23CA1954 Peo in Interest of AF 08-01-2024
COLORADO COURT OF APPEALS
Court of Appeals No. 23CA1954
Weld County District Court No. 21JV703
Honorable W. Troy Hause, Judge
The People of the State of Colorado,
Appellee,
In the Interest of A.F., a Child,
and Concerning C.T. and A.F.,
Appellants.
JUDGMENT AFFIRMED
Division IV
Opinion by JUDGE JOHNSON
Navarro and Pawar, JJ., concur
NOT PUBLISHED PURSUANT TO C.A.R. 35(e)
Announced August 1, 2024
Bruce T. Barker, County Attorney, David S. Anderson, Assistant County
Attorney, Greeley, Colorado, for Appellee
Debra W. Dodd, Guardian Ad Litem
Just Law Group, LLC, John F. Poor, Denver, Colorado, for Appellant C.T.
Patrick R. Henson, Office of Respondent Parents’ Counsel, Justin Twardowski,
Office of Respondent Parents’ Counsel, Denver, Colorado, for Appellant A.F.
1
¶ 1 A.F. (mother) and C.T. (father) appeal the juvenile court’s
judgment terminating their parent-child legal relationships with
A.F. (the child). We affirm.
I. Background
¶ 2 In July 2021, mother moved to Tennessee to live with family.
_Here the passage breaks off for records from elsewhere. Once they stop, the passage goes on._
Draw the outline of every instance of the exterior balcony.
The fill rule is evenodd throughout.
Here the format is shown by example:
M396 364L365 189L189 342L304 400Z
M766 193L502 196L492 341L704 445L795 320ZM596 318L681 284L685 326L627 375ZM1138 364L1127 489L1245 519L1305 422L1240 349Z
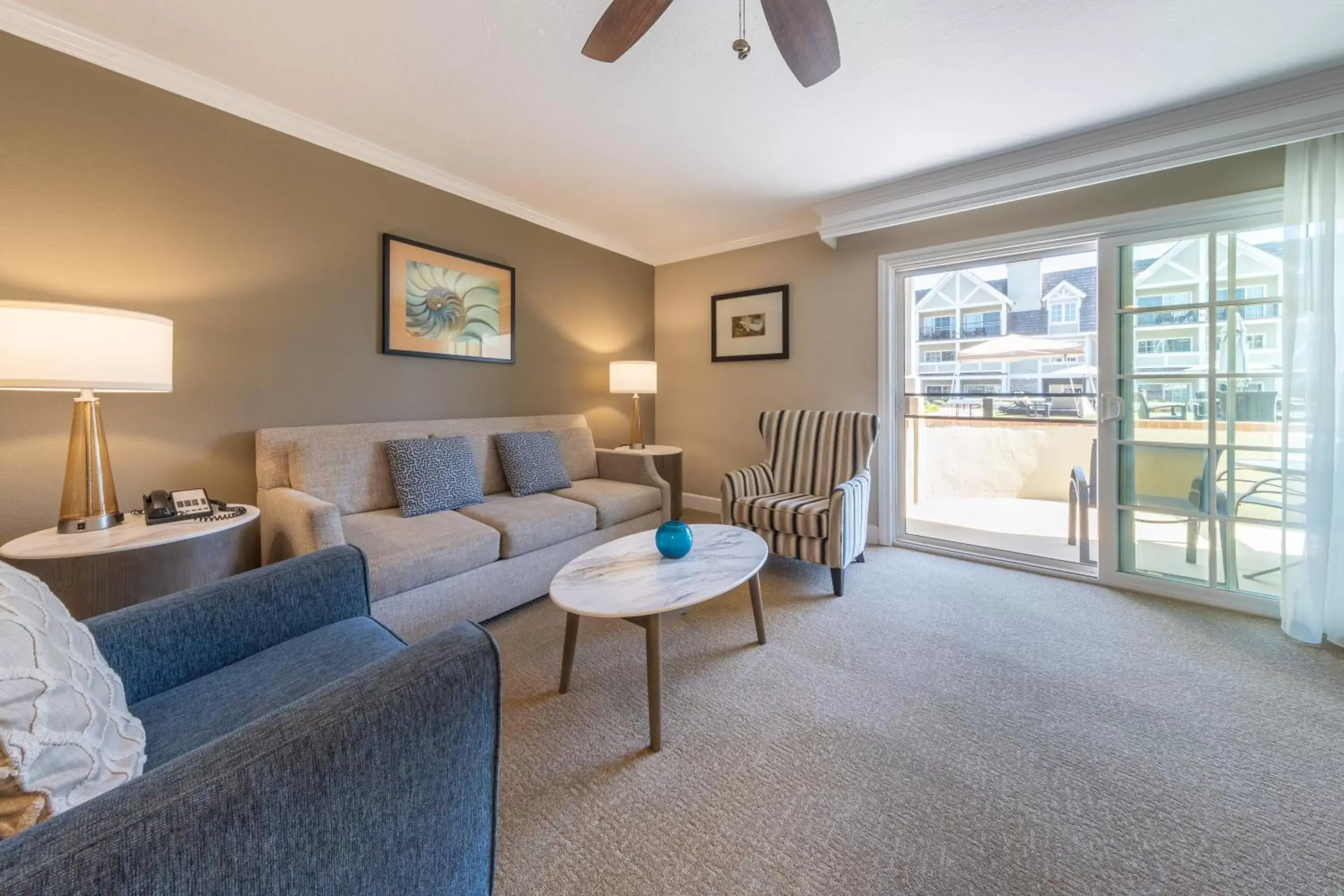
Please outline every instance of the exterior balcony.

Mother left the then-three-month-old child with father. Father
admitted he could not take care of the child and placed her with an
acquaintance who lived in Windsor, Colorado. The acquaintance
reported that when she picked up the child from father, the child
was dirty and had rashes on her body due to improper care by the
parents. The Larimer County Department of Human Services began
working with the family in August 2021.
¶ 3 Although Larimer County was initially involved with the
family, the Weld County Department of Human Services (the
Department) later assumed jurisdiction based on the parents’
address. In October 2021, the Department filed a petition in
dependency or neglect regarding the child. The Department entered
a deferred adjudication as to both parents.
¶ 4 The court approved the Departments treatment plans for
mother and father. In June 2022, the court placed the child with
2
the maternal great-grandparents in Tennessee, where she lived for
the remainder of the case.
¶ 5 In February 2023, the Department revoked the deferred
adjudication as to both parents, adjudicated the child dependent or
neglected, and re-adopted the previously approved treatment plans.
In May 2023, the Department moved to terminate the parents’
parental rights. Around that same time, father filed an objection
arguing that the Department had failed to make reasonable efforts
to reunify him with the child and provide him with services
following his October 2022 incarceration. After a multi-day
hearing, the juvenile court denied father’s reasonable efforts
challenge and granted the Department’s termination motion as to
both parents.
¶ 6 On appeal, mother contends that she was not given a
reasonable amount of time to prove parental fitness and that, if
provided additional time, she could have fully complied with her
treatment plan. Father reasserts his contention that the
Department did not provide reasonable efforts to rehabilitate him
and reunite the family. Father also asserts a claim of ineffective
assistance of counsel because his trial counsel did not timely object
3
to the Department’s lack of reasonable efforts. And both parents
contend that the juvenile court failed to consider less drastic
alternatives to termination.
II. Standard of Review
¶ 7 Whether the juvenile court properly granted a motion to
terminate parental rights presents a mixed question of fact and law
because the termination statute must be applied to the evidentiary
facts. People in Interest of A.M. v. T.M., 2021 CO 14, ¶ 15. The
credibility of witnesses and the sufficiency, probative value, and
weight of the evidence, as well as the inferences and conclusions to
be drawn from the evidence, are within the juvenile court’s
discretion. Id. We will set aside the juvenile court’s factual findings
only if they are clearly erroneous because they lack record support.
People in Interest of S.R.N.J-S., 2020 COA 12, ¶ 10. We review the
court’s legal conclusions de novo. See id.
¶ 8 A juvenile court may terminate a parent’s rights if it finds, by
clear and convincing evidence, that (1) the child has been
adjudicated dependent and neglected; (2) the parent has not
complied with an appropriate, court-approved treatment plan or the
plan has not been successful; (3) the parent is unfit; and (4) the
4
parent’s conduct or condition is unlikely to change within a
reasonable time. § 19-3-604(1)(c), C.R.S. 2023; People in Interest of
C.H., 166 P.3d 288, 289 (Colo. App. 2007).
III. Mother’s Contention
¶ 9 Mother contends that the juvenile court did not give her a
reasonable amount of time to comply with her treatment plan. We
disagree.
A. Standard of Review and Applicable Law
¶ 10 An unfit parent is one whose conduct or condition renders the
parent unable or unwilling to give a child reasonable parental care.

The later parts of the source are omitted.